Bioreactors Engineer Tissue To Mend Heart Damage
Hugh Pickens writes "Heart attacks usually cause irreversible damage to heart muscle and, because cells lost from the heart do not grow back naturally, leave the organ in a weakened and vulnerable state that may cause another serious condition — called heart failure — if the victim survives. Now a team of scientists led by Tal Dvir from Ben-Gurion University of the Negev in Beer-Sheva has developed a tissue-engineering technique, using the body as a 'bioreactor,' to create a 'patch' made from heart muscle that can be used to fix scarring left over from a heart attack. First, a biodegradable 'scaffold' is seeded with immature cells taken from the hearts of newborn rats.

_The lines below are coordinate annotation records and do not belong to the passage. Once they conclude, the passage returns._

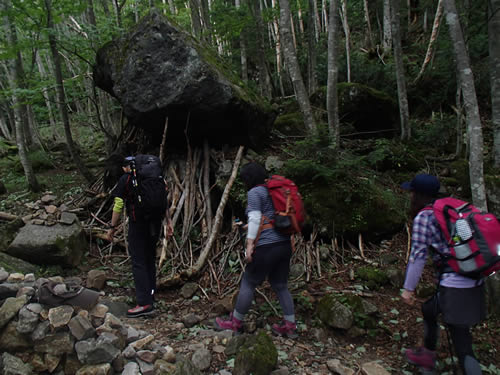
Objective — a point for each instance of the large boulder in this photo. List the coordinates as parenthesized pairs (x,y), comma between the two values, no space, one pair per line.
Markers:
(157,71)
(55,245)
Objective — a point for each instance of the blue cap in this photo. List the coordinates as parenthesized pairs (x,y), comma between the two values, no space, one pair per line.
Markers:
(128,160)
(423,183)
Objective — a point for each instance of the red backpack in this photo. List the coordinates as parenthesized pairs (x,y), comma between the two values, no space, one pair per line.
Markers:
(288,206)
(473,237)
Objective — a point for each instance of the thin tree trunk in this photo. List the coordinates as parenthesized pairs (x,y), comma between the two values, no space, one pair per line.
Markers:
(474,128)
(387,42)
(195,17)
(18,78)
(331,91)
(62,96)
(279,62)
(347,32)
(293,66)
(369,35)
(91,13)
(494,47)
(206,24)
(46,97)
(301,21)
(4,128)
(243,51)
(404,112)
(312,55)
(118,11)
(432,41)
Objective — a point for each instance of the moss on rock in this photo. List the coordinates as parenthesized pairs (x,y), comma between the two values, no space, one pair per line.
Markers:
(257,356)
(373,277)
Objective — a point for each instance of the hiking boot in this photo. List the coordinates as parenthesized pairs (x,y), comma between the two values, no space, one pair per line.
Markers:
(422,357)
(286,329)
(140,311)
(232,324)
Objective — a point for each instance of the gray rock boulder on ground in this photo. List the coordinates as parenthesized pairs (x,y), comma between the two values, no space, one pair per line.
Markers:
(58,244)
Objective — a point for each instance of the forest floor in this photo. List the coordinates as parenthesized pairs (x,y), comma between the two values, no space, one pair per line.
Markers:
(400,325)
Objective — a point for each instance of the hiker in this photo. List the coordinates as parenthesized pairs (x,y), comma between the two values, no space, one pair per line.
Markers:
(267,254)
(459,299)
(143,233)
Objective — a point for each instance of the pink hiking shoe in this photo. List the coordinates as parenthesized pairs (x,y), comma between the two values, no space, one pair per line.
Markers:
(286,329)
(232,324)
(422,357)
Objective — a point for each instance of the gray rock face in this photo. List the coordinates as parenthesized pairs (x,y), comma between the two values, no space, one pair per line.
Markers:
(157,70)
(94,351)
(202,359)
(28,318)
(57,244)
(10,308)
(11,365)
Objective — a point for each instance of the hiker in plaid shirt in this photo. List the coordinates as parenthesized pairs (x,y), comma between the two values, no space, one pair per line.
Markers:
(459,299)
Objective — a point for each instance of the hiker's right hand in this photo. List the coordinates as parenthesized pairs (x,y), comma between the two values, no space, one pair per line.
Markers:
(110,234)
(248,255)
(408,297)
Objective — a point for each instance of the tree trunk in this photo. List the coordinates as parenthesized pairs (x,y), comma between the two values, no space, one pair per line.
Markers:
(347,32)
(61,96)
(264,77)
(432,41)
(243,51)
(331,89)
(387,42)
(11,32)
(195,17)
(279,62)
(404,112)
(293,66)
(494,47)
(206,24)
(91,13)
(474,129)
(312,55)
(118,11)
(369,35)
(46,97)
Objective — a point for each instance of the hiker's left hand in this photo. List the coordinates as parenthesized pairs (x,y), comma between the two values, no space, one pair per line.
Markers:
(110,234)
(408,297)
(169,228)
(248,255)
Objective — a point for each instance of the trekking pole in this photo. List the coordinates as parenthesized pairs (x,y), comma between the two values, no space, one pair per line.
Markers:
(450,349)
(239,224)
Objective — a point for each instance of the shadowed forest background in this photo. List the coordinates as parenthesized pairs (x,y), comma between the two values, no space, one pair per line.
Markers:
(348,98)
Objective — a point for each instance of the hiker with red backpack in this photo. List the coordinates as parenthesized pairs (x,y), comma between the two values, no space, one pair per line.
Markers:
(459,298)
(142,189)
(267,252)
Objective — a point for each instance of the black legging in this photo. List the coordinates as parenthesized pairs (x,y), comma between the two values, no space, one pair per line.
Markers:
(460,335)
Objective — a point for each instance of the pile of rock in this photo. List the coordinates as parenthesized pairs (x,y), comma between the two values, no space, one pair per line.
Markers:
(69,340)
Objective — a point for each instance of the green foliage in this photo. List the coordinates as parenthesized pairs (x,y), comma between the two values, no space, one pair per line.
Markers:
(391,154)
(438,131)
(373,277)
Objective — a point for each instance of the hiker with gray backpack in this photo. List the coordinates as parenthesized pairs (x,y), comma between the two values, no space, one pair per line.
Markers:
(464,244)
(142,190)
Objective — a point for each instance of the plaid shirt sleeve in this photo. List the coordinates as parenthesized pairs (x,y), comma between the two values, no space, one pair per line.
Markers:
(422,236)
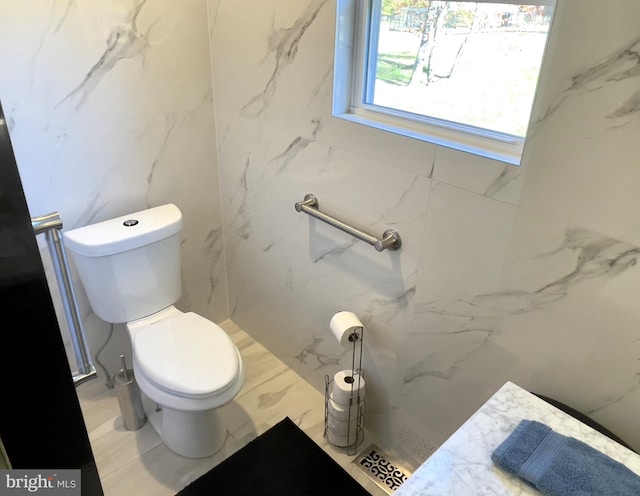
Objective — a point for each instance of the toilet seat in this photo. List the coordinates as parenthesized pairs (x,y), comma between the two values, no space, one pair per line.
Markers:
(186,355)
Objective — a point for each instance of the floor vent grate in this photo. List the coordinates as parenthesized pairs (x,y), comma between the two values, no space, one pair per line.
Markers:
(381,469)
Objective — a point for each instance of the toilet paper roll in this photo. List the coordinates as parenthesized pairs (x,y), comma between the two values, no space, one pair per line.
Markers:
(347,385)
(341,412)
(342,427)
(347,328)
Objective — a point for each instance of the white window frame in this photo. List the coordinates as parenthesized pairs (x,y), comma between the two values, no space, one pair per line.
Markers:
(352,57)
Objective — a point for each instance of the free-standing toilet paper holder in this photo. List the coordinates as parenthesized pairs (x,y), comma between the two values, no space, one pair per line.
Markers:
(347,416)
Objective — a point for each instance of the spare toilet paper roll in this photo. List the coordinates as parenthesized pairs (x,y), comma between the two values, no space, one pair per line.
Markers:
(346,327)
(347,385)
(341,412)
(342,427)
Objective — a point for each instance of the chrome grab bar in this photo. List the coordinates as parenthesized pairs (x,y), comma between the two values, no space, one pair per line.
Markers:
(390,239)
(50,225)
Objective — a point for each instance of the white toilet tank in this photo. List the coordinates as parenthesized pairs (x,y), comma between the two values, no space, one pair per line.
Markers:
(130,266)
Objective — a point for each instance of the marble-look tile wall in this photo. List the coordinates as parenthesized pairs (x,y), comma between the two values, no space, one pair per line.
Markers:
(110,109)
(526,274)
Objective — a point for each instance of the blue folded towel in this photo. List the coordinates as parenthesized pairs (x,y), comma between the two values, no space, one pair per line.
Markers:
(558,465)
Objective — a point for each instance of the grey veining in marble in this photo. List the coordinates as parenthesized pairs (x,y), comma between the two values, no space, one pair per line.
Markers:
(462,465)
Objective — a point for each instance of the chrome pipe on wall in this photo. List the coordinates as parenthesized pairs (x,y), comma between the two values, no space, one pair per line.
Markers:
(50,225)
(390,239)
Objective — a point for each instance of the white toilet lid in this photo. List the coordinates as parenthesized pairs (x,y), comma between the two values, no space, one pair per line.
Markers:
(187,354)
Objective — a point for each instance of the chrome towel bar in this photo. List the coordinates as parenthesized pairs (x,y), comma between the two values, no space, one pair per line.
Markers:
(390,239)
(50,225)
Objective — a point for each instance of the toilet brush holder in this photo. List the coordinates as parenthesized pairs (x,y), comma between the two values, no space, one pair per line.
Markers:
(133,416)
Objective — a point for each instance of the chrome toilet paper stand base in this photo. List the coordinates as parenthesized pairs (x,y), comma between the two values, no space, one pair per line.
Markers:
(356,403)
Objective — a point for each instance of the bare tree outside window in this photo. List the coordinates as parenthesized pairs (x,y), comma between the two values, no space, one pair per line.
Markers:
(475,63)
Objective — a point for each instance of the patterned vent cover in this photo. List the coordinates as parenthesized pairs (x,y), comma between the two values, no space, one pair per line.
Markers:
(380,469)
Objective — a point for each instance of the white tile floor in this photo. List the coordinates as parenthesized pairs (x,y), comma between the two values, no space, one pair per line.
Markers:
(132,463)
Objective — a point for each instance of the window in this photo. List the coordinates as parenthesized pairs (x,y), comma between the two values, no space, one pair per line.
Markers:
(458,74)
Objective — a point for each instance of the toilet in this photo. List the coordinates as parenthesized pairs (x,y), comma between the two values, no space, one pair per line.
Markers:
(186,366)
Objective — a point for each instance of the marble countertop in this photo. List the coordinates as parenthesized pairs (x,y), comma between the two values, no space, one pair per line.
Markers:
(462,465)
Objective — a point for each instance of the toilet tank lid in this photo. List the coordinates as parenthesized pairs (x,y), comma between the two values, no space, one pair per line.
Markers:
(126,232)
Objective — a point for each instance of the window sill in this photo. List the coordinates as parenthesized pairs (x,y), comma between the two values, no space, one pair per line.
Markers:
(508,152)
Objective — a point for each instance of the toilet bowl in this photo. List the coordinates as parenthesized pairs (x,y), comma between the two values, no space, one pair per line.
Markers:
(186,366)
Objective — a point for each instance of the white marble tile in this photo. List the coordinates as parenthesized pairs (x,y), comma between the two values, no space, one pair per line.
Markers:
(506,293)
(582,160)
(84,63)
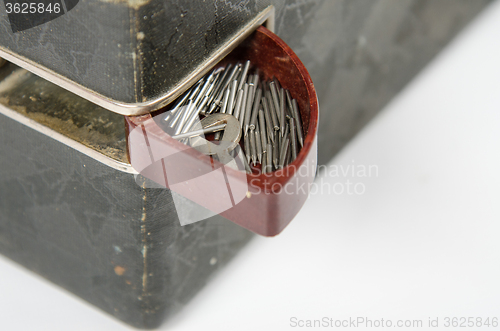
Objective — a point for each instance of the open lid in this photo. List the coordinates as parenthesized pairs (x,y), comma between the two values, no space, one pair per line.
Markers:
(131,57)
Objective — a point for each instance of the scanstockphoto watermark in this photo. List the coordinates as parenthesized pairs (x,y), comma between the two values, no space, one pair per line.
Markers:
(464,322)
(355,322)
(336,179)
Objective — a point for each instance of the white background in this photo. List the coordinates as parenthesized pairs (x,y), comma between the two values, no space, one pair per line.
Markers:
(422,241)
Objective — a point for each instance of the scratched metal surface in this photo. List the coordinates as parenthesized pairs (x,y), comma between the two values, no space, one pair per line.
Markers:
(94,231)
(359,53)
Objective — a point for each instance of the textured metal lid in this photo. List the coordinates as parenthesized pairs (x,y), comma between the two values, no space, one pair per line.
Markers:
(132,57)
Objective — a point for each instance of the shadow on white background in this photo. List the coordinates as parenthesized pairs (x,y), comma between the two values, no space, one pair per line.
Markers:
(422,241)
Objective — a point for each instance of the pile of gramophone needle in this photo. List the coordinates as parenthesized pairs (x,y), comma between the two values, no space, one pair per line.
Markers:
(270,119)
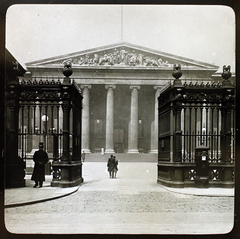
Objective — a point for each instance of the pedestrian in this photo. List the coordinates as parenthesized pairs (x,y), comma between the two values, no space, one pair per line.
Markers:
(115,167)
(83,156)
(111,165)
(40,158)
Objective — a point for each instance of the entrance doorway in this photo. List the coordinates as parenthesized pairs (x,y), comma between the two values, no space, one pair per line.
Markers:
(119,141)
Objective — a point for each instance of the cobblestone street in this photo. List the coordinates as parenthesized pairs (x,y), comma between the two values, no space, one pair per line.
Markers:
(133,203)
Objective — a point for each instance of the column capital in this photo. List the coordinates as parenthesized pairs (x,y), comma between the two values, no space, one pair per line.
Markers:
(110,86)
(86,86)
(135,86)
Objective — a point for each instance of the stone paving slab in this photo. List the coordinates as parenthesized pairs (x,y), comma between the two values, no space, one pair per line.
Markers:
(133,203)
(29,195)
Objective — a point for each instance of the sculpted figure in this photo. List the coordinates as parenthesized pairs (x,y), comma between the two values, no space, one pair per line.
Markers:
(123,54)
(110,59)
(160,62)
(154,62)
(116,57)
(81,61)
(95,59)
(103,59)
(132,59)
(140,59)
(86,59)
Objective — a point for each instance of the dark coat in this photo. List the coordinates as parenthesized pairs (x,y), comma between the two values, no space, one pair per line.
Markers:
(111,164)
(40,158)
(116,164)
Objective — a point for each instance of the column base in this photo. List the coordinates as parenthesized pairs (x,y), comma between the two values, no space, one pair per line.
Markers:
(153,151)
(109,151)
(87,151)
(132,151)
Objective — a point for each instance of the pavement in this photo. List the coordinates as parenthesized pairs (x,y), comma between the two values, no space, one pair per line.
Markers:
(133,203)
(28,195)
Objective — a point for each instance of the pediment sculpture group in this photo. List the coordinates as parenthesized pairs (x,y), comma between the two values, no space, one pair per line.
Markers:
(120,57)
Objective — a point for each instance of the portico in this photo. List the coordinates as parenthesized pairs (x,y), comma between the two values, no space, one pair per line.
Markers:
(120,84)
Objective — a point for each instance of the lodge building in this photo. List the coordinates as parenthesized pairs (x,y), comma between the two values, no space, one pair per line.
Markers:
(120,85)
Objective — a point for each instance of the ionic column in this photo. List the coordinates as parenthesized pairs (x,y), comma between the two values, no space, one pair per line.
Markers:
(109,118)
(154,128)
(85,119)
(133,126)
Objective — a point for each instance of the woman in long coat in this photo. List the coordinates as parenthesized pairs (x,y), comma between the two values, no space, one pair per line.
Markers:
(40,158)
(111,166)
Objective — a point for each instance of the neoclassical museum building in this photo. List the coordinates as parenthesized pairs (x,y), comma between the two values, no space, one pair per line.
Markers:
(120,84)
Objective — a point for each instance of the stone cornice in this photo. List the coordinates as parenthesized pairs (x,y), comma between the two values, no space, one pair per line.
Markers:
(122,55)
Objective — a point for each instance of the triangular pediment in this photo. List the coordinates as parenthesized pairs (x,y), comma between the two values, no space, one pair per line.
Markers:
(122,55)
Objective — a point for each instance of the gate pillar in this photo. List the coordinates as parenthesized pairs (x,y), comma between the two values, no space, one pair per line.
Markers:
(67,171)
(14,164)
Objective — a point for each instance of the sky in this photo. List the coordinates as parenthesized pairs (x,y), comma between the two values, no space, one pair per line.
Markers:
(203,33)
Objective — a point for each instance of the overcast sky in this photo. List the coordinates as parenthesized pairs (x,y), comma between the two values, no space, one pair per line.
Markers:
(204,33)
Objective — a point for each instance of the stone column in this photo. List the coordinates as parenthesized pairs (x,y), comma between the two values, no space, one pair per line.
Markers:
(85,119)
(154,128)
(109,118)
(133,129)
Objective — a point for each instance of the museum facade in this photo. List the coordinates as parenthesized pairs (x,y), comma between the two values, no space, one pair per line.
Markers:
(120,85)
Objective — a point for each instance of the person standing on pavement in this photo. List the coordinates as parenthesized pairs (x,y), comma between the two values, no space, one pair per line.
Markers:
(83,156)
(111,165)
(115,167)
(40,158)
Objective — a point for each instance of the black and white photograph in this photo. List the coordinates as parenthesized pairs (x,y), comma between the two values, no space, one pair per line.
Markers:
(120,119)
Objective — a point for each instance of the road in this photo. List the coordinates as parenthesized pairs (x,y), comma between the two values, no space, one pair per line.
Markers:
(133,203)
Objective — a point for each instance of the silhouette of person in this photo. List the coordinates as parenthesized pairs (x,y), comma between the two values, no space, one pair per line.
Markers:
(111,165)
(115,167)
(40,158)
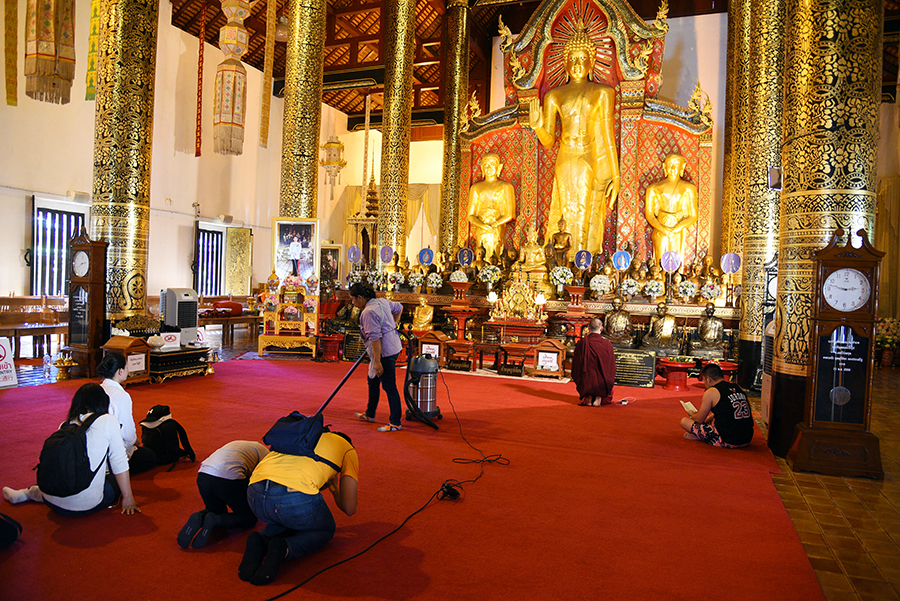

For 48 hours, the scaffold is exposed to a cocktail of growth-promoting chemicals in the laboratory and is then transplanted into a rat's abdomen where it develops a network of blood vessels and muscle fibers. After seven days the patch is removed and grafted onto the animal's heart. A month later the patch has completely integrated itself into the heart, synchronizing its 'beat' with that of the surrounding tissue. 'Using the body as a bioreactor to engineer cardiac tissue with stable and functional blood vessel networks represents a significant improvement in cardiac patch performance over ex vivo (outside the body) methods currently used for patch production,' write the authors. The technique is also being developed for livers and bladders."
Now we just need a supply of newborn humans to take heart cells from, and we'll be able to apply the same technique :D
Tsunami -- You can't bring a good wave down!
Israel doesn't quite have "Nationalized health care" in the way you're claiming.
Israel's system is much closer to the Massachusetts system whereby insurance is compulsory, but multiple organizations still compete for members (they each get a percentage of the national fund equal to their registered percentage of population). Organizational differences (most notably, that the free "minimum care" package provided to all Israelis is not nearly as comprehensive as what Massachusetts demands as a minimum-coverage standard, and most Israelis wind up purchasing "supplemental packages" at increased expense) account for why Israel's system is not failing, whereas Massachusetts's model has gone deeply into the red.